I don’t know about you, but being blind to 95% of the universe fills me with awe, excitement,  and quite honestly, trepidation.

If we could look at what we can’t see, what would we find?

In 1884, mathematician Edwin Abbott, wrote the novel “Flatland” about a country occupied by two-dimensional shapes--triangles, squares, etc.--that are constrained to skitter around in an entirely flat world. Things can move forward, backwards, left, right or on a diagonal, but not up or down.  Think of sliding pennies on a table, without lifting them, and you’ll have the right idea. 

When a sphere drops into Flatland from three-dimensional space, it seems to materialize out of nowhere, like a supernatural being. This inexplicable event provides a glimpse that beyond the boundaries of Flatland lies a whole different reality.

The existence of dark matter also provides a glimpse of a different reality beyond the boundaries of scientific measurement, despite all our sophisticated instruments.

As it turns out, our understanding of the universe is cruelly limited.

Humans are explorers and discoverers, seeking knowledge and understanding.  Scientists discover the rules that govern the universe through experimentation.

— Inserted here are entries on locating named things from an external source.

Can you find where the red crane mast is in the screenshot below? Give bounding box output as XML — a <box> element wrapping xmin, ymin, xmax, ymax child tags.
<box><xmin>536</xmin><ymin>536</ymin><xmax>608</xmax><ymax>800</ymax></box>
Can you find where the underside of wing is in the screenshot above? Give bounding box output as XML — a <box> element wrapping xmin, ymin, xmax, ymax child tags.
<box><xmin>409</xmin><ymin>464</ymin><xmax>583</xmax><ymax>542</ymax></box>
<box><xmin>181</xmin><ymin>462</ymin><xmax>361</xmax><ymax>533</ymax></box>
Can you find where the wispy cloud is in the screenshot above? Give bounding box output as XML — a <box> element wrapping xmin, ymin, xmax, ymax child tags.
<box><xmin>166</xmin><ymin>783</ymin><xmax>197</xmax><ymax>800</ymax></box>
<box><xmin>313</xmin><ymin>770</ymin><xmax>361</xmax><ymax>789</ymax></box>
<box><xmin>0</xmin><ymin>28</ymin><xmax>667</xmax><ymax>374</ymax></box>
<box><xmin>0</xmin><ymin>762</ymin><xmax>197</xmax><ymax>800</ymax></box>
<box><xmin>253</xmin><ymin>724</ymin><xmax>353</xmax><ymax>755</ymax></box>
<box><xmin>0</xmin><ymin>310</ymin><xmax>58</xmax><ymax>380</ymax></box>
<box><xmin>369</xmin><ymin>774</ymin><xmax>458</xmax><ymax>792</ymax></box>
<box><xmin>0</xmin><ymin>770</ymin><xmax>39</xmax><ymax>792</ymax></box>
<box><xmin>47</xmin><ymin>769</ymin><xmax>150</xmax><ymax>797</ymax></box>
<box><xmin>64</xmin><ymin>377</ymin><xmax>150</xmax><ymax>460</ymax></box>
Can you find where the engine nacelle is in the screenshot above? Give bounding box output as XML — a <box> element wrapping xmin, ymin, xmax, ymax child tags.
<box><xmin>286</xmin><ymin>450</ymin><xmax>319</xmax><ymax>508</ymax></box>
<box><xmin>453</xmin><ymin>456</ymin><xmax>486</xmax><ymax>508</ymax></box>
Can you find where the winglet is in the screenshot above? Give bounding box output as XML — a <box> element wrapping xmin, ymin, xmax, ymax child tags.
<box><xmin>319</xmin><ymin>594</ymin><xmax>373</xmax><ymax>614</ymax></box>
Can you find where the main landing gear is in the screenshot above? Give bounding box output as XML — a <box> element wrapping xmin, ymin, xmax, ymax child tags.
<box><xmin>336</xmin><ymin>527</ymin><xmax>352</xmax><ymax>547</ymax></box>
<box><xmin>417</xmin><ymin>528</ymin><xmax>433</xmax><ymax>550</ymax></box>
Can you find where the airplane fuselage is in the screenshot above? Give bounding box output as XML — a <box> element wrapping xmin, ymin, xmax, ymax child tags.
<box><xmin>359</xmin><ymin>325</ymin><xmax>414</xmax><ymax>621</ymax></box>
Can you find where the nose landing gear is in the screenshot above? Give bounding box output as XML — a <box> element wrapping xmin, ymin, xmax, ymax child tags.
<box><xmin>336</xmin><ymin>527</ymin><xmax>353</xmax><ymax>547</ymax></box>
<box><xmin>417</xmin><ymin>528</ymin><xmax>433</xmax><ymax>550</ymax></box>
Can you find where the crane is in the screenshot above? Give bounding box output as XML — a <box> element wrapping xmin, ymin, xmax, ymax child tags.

Theologians explore the nature of the divine, recognizing that humans are limited and can never see or fully understand God.  As I scientist, I have always believed that science will ultimately reveal the full nature of the physical universe, but I reluctantly acknowledge that I may be wrong.  Maybe we will figure out some way to probe the perversity of dark matter and energy.  But, the theologians may be right;  there may be mysteries that are simply unknowable and humans may remain completely blind to the vast majority of existence.